EXPERIMENTAL EXAMPLE 4

Comparison of Molecular Reduction Effects According to Magnesium Chloride Treatment Time

In Experimental Example 3 above, it was confirmed that the magnesium chloride treatment method had the best DNA molecular weight reduction effect. Therefore, the present inventors further confirmed the DNA molecular weight reduction effect according to magnesium chloride treatment time. For comparison, magnesium chloride was treated for 1 hour (Example 3), 2 hours (Example 2), and 3 hours and 30 minutes (Example 3), respectively, and PN (HTL Co.) was used as a control.

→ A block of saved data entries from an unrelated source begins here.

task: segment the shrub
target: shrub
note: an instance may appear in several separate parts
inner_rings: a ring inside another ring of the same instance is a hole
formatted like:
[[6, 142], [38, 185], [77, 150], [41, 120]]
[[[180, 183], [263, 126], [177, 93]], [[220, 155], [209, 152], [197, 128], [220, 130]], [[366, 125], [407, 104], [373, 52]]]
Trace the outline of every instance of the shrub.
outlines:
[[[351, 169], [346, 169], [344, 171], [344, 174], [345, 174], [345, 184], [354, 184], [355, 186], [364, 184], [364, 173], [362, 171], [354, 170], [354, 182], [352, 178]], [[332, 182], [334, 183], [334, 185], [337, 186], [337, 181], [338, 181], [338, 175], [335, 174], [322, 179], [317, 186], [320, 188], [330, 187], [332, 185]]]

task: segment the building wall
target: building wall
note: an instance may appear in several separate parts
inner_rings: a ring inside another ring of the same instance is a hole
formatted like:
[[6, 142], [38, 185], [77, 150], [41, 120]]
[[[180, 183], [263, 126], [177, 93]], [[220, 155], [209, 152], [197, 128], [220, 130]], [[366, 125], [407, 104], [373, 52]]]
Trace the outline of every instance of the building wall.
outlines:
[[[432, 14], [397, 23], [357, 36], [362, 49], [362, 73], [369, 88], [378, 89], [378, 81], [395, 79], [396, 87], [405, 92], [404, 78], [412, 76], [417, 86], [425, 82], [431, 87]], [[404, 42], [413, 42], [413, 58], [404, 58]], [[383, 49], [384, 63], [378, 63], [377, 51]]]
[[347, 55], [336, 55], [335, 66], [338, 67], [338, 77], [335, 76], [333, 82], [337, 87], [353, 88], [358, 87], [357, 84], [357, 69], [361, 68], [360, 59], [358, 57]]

As a result, as shown in FIGS. 3 and 4, the longer the magnesium chloride treatment time, the better the DNA molecular weight reduction effect. In particular, the PN of Example 1 was analyzed to have a DNA molecular weight of 325 to 975 Kda, showing a DNA molecular weight similar to that of the control PN.

EXPERIMENTAL EXAMPLE 5

Results of GPC Analysis According to Magnesium Chloride Treatment Time

Following Experimental Example 3, for a more accurate molecular weight comparison, GPC (gel permeation chromatography) was performed according to the magnesium chloride treatment time. Specifically, the analysis was performed using a SHODEX OHpak SB-806M HQ 300 mm column under the following conditions: 40° C. column temperature, 1.0 mL/min rate, RI detector, 1.7 MPa pressure, 100 ul injection. The sample was dissolved in purified water to make 1%, diluted 25 times in mobile phase A, filtered through a 0.45 μm filter, and then analyzed. The standards used at this time were Dextran standard 1 (2,457,000 MW), Dextran standard 2 (1,150,000 MW), and Dextran standard 3 (405,700 MW).

	TABLE 3
	Minimum	Maximum	Average
	molecular weight	molecular weight	molecular weight

Control	947	4312	2291
Example 3	253	6563	3959
Example 2	190	4921	3116
Example 1	766	4923	2014

As shown in Table 3 and FIGS. 5A to 5D, it was confirmed that as the magnesium chloride treatment time increased, the range of molecular weights of DNA decreased, allowing the preparation of a DNA fragment mixture of a constant molecular weight, thus inducing PN purification. In addition, compared to the control, it was confirmed that it had a similar average molecular weight.

EXPERIMENTAL EXAMPLE 6

Comparison of Viscoelasticity of Example 1 and Control

The viscoelasticity of Example 1 and the control was compared. Specifically, the viscoelasticity of the samples was analyzed using a viscoelasticity apparatus (MCR 92, manufacturer: Anton Paar), a spindle (Measuring Plate PP25 D:25 mm, manufacturer: Anton Paar), a plunger rod, and a spatula. At this time, a reference point was established using Viscosity Standard (Viscosity Standard 1000, Viscosity Standard 5000—manufacturer: BROOKFIELD AMETE), and 1 ml of 1% PN (sample) dissolved in purified water was dispensed into the viscoelasticity apparatus. Then, the storage modulus and loss modulus of each sample were measured at a total of 16 points and analyzed when the angular frequency ω (rad/s) was 1.

	TABLE 4
	Angular Frequency	Storage Modulus	Loss Modulus
	ω (rad/s)	G′ (Pa)	G″ (Pa)

Example 1	1	126.26	6.8152
Control (PN,	1	101.48	4.0563
HTL Co.)

As a result, as shown in Table 4 and FIG. 6, since the storage modulus and loss modulus of Example 1 were higher than those of the control, it was 5 confirmed that the viscoelasticity of Example 1 was superior.